Page MenuHomePhabricator

Improve replication lag detection for multi-dc environment
Closed, ResolvedPublic

Description

During the last swtichover the kill/start of pt-heartbeat on the masters of the active datacenter was not that smooth.
In particular the start of pt-heartbeat from salt didn't actually worked as expected. It needs some investigation to understand if/how the way pt-heartbeat daemonize itself doesn't work well with the way salt execute commands on hosts and what are the possible solutions.

As a more general topic, we need to find a reliable way to have a lag detection mechanism that works well with our multi-dc, multi-shard environment, given that MW will probably start using it, see T111266.

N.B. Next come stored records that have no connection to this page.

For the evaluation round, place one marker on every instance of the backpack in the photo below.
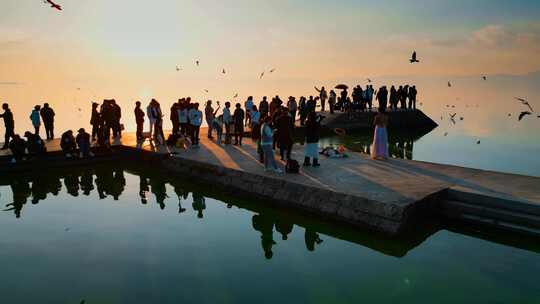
(292, 166)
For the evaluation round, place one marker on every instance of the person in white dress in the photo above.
(379, 148)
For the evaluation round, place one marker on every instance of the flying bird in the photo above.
(524, 102)
(53, 5)
(413, 58)
(523, 114)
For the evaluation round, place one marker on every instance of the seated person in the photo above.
(83, 141)
(68, 144)
(17, 145)
(35, 145)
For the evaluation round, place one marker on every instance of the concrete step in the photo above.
(497, 202)
(500, 218)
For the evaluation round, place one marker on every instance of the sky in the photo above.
(129, 49)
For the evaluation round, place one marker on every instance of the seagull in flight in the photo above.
(413, 58)
(53, 5)
(523, 114)
(453, 118)
(524, 102)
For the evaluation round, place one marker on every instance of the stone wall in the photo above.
(358, 211)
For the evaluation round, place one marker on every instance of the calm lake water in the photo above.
(114, 236)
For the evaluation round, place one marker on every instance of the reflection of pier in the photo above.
(109, 181)
(384, 196)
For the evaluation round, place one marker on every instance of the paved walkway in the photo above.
(394, 181)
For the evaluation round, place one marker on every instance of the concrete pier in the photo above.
(384, 196)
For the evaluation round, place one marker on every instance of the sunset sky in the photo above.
(128, 49)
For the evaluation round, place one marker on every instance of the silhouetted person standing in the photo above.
(9, 123)
(83, 141)
(35, 118)
(412, 98)
(195, 121)
(47, 115)
(332, 101)
(263, 107)
(382, 97)
(95, 120)
(17, 145)
(68, 144)
(117, 115)
(139, 120)
(323, 95)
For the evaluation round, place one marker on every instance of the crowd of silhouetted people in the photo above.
(111, 183)
(271, 124)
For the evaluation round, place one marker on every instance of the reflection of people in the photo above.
(159, 191)
(39, 190)
(311, 238)
(265, 225)
(72, 184)
(180, 193)
(284, 227)
(21, 192)
(118, 184)
(143, 189)
(198, 204)
(103, 181)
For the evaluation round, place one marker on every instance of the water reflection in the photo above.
(110, 183)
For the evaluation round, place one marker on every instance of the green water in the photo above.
(113, 236)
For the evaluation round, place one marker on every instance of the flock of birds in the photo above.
(414, 59)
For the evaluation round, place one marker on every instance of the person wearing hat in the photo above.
(35, 145)
(67, 143)
(9, 123)
(83, 141)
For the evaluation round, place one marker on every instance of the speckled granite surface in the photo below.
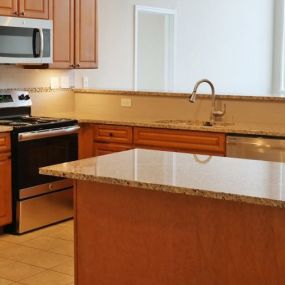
(180, 95)
(276, 130)
(242, 180)
(4, 129)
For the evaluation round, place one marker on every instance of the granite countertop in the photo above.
(5, 129)
(241, 180)
(276, 130)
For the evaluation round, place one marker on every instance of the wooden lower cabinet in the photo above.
(8, 8)
(5, 181)
(100, 139)
(181, 141)
(107, 148)
(85, 141)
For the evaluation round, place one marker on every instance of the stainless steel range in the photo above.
(38, 200)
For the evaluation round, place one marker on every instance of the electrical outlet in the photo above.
(85, 82)
(64, 82)
(54, 83)
(126, 102)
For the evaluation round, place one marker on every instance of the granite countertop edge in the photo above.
(5, 129)
(234, 129)
(166, 188)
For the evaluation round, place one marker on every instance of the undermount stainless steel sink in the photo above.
(194, 123)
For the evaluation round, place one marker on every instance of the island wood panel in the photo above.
(145, 237)
(107, 148)
(113, 134)
(85, 141)
(177, 140)
(34, 8)
(9, 7)
(62, 14)
(85, 34)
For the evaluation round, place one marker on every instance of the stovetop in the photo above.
(28, 121)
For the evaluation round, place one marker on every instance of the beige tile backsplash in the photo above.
(108, 107)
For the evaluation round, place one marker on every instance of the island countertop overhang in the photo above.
(240, 180)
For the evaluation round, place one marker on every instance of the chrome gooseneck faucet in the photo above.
(214, 113)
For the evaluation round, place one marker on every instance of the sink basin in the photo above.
(194, 123)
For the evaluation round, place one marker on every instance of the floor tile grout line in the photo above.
(42, 272)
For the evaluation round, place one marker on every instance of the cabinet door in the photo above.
(8, 7)
(62, 13)
(107, 148)
(34, 9)
(5, 190)
(85, 34)
(85, 141)
(180, 141)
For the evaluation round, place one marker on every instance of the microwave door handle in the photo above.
(42, 43)
(36, 31)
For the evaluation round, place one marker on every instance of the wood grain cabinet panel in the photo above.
(85, 34)
(107, 148)
(62, 13)
(85, 141)
(5, 180)
(113, 134)
(75, 33)
(8, 7)
(182, 141)
(34, 9)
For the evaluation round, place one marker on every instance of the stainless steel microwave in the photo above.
(25, 41)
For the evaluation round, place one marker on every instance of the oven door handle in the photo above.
(48, 133)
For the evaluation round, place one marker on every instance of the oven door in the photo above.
(42, 148)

One possible solution could be to run pt-heartbeat on both masters (eqiad and codfw) all the time.
With the limitation that pt-heartbeat is an external process and as such could die, be killed, etc.

Event Timeline

jcrespo claimed this task.
jcrespo moved this task from Backlog to Done on the DBA board.

On T133337 I have setup pt-heartbeat to run on each datacenter's masters, resolving the HA issue and simplifying a lot the master and datacenter failover process. if pt-heartbeat dies on a host, the pt-heartbeat beat from the remote datacenter will be used automatically.

However, this change has some consequences about the measurement- it no longer reflects the lag between the master and its slaves, it reflects the lag between the local datacenter master and its slaves. Both measurement are the "same" (of course, with an error margin) until lag starts to appear between datacenters, or connection between them fails. In that case, a remote datacenter will not longer be set in "read only mode" and will think it is up to date.